Brown Bag Seminar: Tian Yao

USRA - NASA Goddard

 In previous studies, a widely-used way to estimate the vegetation gross primary production (GPP) is to use the fraction of photosynthetically radiation (PAR) absorbed by the entire vegetation canopy (fAPARcanopy) including both photosynthetic and non-photosynthetic canopy components. In this study, we have successfully developed an approach for canopies that determines the photosynthetic chlorophyll-containing canopy fraction (fAPARchl) separately from the non-photosynthetic component, which enables us to isolate and retrieve the fraction of absorbed PAR utilized for photosynthesis (i.e., fAPARPSN). The MODIS fAPARchl/LAIchl product is derived using a coupled canopy-leaf radiative transfer model (Zhang et al., 2005), which does not need any information of biome type as inputs. This product has been evaluated at selected flux tower sites with various plant functional types. The results show that MODIS fAPARchl/LAIchl product has the ability to better characterize phenology than the current model in the Community Land Model (CLM4.5), and to increase the accuracy of carbon flux simulations.

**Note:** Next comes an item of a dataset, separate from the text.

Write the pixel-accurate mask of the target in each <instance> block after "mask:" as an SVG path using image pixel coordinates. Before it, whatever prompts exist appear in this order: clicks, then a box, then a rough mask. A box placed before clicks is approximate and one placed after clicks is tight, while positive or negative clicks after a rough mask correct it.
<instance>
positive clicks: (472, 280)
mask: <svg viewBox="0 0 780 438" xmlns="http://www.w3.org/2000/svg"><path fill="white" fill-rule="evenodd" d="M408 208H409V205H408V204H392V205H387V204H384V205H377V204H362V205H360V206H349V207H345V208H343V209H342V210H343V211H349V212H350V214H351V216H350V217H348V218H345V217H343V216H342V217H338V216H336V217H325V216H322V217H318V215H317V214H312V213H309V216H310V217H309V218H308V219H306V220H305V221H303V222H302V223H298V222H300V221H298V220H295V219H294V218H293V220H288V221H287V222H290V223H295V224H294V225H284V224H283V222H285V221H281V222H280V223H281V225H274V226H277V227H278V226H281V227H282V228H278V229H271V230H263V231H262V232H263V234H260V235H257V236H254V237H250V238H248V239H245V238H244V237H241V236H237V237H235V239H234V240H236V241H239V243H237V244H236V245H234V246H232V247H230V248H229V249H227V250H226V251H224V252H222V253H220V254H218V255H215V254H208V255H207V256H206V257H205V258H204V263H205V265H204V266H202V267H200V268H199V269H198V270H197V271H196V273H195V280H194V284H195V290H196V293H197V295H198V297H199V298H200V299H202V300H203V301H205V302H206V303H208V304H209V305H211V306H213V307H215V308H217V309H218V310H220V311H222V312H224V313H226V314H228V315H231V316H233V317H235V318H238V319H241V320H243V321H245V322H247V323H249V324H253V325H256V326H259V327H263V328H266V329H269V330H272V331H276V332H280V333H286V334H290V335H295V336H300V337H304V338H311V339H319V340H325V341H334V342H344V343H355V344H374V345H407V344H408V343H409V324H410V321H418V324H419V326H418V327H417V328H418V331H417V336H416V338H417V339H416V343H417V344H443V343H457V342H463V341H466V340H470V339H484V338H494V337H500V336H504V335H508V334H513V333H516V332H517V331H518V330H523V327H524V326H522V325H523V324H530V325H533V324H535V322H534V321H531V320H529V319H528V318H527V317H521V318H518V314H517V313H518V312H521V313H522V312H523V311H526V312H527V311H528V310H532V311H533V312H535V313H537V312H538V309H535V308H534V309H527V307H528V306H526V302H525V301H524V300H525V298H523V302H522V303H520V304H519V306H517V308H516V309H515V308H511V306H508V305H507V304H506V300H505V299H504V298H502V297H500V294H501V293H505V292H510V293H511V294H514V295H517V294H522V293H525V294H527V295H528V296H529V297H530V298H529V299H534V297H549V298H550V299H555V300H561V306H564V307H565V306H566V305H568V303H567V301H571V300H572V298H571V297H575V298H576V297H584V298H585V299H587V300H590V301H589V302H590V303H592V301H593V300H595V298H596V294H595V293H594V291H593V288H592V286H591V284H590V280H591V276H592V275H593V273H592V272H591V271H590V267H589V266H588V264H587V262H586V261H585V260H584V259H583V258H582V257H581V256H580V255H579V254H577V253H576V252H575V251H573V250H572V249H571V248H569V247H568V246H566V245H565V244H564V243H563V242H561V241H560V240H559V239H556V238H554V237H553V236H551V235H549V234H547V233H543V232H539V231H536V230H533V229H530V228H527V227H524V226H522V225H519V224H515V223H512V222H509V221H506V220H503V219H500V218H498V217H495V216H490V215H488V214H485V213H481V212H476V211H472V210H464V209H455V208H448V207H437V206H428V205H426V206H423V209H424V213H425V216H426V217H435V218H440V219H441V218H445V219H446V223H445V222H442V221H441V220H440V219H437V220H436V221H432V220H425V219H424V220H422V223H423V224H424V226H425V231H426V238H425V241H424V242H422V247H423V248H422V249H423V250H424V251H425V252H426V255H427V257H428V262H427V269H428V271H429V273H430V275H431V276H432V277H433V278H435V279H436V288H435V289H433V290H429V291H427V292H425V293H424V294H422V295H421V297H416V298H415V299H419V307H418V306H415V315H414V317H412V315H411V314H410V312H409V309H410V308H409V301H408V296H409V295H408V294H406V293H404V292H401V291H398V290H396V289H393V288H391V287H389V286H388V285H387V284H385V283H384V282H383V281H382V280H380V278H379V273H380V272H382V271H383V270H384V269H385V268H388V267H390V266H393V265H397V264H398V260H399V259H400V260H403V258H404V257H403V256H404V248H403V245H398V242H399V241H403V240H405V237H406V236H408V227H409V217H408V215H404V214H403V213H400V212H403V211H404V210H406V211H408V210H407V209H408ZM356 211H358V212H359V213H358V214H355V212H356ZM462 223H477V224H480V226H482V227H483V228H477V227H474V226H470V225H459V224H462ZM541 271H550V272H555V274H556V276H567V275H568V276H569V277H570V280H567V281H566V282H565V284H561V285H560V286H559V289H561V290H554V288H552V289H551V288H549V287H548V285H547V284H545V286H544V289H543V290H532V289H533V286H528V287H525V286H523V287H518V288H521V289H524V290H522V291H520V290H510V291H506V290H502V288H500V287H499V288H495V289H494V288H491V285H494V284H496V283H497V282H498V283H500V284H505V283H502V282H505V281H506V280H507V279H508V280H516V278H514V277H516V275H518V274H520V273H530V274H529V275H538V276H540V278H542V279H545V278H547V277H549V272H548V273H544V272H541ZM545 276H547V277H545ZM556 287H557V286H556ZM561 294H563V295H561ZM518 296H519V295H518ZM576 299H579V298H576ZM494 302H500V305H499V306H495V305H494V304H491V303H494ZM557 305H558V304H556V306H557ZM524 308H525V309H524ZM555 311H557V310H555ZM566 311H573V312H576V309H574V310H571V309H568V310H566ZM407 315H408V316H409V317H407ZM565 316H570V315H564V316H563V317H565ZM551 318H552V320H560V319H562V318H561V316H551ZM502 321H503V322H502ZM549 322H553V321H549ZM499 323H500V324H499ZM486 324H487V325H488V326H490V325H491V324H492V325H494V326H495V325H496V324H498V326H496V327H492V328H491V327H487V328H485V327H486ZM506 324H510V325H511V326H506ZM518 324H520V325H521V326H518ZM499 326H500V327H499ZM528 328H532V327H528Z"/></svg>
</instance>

Tian Yao is currently a research scientist with Universities Space Research Association (USRA) working on improving the algorithm to produce MODIS fAPARchl/LAIchl product with parallel computing approaches, and implementation of the products into - ecosystem models (e.g. CLM 4.5). She received her PhD degree in Geography from Boston University, in 2012. Her PhD research was focused on measuring forest structure and biomass using ground-based and airborne lidar data. Her research interests include mapping, monitoring and modeling vegetation dynamics in response to climate change, and estimating terrestrial carbon flux, vegetation structure and biomass using ecosystem models and optical-lidar remote sensing data.